Objektif Bencillik: Varlığımızı buna borçluyuz!
Canlılara özgü iki temel kod hayatta kalma ve soyun devamı olarak ifade edilir. Dolayısı ile bu temel genetik kod gereği iradi (sübjektif-öznel) olarak değil fakat objektif (nesnel) olarak her canlı var olabilme koşulu olarak bencildir.
Burada var olabilme koşulu iki yönlüdür. İlki doğrudan canlı olarak var olabilme, ikincisi dolaylı olarak üreme üzerinden gen aktarımı vasıtası ile var olabilme.
Her iki koşul için de organizma bencil donatılarla var olur. Bu durumu iki şekilde, iki yön üzerinden farklı kılan (bildiğim kadarı ile) sadece türümüz ve kültürel kodlar üzerinden.

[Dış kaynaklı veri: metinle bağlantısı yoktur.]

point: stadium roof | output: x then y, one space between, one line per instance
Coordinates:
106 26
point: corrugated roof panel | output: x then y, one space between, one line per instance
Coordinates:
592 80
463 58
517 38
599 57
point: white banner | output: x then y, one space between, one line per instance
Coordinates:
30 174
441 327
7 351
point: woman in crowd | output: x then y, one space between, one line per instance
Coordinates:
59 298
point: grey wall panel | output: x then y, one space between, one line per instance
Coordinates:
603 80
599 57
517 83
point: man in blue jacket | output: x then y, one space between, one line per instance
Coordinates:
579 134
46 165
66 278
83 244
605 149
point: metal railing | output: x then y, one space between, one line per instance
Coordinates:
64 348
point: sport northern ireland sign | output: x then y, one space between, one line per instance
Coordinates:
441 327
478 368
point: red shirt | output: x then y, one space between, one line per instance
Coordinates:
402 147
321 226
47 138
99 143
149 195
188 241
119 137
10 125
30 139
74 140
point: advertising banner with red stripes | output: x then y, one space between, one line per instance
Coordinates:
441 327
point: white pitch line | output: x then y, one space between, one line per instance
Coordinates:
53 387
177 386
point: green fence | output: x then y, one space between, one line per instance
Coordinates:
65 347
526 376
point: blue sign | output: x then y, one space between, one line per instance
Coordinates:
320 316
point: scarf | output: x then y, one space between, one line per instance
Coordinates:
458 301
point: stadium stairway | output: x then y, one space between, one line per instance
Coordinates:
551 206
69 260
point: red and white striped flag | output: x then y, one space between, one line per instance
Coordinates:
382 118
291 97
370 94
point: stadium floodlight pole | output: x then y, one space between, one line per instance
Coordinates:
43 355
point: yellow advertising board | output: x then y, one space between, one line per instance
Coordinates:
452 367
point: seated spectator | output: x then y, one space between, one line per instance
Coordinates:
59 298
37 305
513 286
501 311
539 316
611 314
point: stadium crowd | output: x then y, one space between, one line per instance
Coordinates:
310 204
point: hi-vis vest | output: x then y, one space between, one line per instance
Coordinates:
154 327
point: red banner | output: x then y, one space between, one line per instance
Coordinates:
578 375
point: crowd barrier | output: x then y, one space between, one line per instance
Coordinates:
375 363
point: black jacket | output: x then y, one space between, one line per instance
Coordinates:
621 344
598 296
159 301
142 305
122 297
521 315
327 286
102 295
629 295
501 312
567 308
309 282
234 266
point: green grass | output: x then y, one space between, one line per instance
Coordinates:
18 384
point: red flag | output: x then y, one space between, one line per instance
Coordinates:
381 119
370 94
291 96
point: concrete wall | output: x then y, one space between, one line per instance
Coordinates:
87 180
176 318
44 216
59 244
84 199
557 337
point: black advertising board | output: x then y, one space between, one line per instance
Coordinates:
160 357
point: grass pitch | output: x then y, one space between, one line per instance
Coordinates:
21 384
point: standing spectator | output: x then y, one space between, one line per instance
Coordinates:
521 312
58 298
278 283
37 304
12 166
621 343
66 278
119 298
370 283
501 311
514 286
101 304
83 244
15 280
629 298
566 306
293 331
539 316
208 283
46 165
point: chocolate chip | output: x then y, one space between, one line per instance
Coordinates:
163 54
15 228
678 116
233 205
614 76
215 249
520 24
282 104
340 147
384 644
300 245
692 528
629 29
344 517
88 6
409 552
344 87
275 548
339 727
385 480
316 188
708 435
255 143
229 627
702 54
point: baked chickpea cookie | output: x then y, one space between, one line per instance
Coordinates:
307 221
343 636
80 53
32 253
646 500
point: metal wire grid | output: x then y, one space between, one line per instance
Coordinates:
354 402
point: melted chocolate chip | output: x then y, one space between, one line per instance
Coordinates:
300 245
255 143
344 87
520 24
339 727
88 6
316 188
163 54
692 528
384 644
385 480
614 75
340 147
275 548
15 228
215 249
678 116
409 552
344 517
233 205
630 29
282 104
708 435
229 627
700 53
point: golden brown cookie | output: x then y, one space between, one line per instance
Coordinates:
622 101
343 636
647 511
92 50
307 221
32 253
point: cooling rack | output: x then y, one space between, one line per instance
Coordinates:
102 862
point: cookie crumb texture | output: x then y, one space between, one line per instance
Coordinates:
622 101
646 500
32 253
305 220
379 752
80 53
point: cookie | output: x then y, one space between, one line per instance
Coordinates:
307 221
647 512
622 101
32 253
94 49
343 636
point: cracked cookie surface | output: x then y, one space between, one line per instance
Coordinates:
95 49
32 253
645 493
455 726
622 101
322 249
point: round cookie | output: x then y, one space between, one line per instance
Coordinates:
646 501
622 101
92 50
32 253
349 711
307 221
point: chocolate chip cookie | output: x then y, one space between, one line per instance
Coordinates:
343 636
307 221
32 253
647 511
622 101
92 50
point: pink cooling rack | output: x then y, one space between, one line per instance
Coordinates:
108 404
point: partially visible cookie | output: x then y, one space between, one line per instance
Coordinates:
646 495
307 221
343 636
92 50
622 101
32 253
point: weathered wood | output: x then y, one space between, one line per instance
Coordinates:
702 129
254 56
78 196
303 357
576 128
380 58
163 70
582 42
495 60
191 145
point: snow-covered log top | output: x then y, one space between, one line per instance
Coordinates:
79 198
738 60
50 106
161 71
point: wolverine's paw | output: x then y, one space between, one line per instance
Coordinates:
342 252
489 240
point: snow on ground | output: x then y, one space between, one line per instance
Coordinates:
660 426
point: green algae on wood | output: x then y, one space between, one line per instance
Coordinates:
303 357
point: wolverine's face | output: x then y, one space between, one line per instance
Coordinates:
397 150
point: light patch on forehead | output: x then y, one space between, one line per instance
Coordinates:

İlk yön bencilliğin, genetik dayatmanın da ötesine geçip, yani hayatta kalmanın ve soyunu sürdürmenin de ötesinde doyumsuzluğun vesile olduğu hali. İkinci yön ise yine kültürel kodların etkisinde ve tam tersi hayatta kalma ve soyun devamı içerikli genetik dayatmaya rağmen bunu aşabilecek denli bilgelik.
Buradaki bilgelik de aslında dolaylı olarak uzun vadede ve salt kendi genetik kodları üzerinden değil türün genel genetik varlığının devamına hizmet ettiğinden netice itibarı ile “bizcil” bir bencilliğe hizmet eder.
Bu nedenle çocuk yapmak objektif olarak genetiğimizin emrettiği tarzda ikincil şekilde var olabilmeyi amaçlayan bir bencilliktir. Canlılığın devamının da en önemli güvencesidir. Bizler ve bizim dışımızda tüm canlı dünyası varlığını bu koda (genetik dayatmaya) borçlu.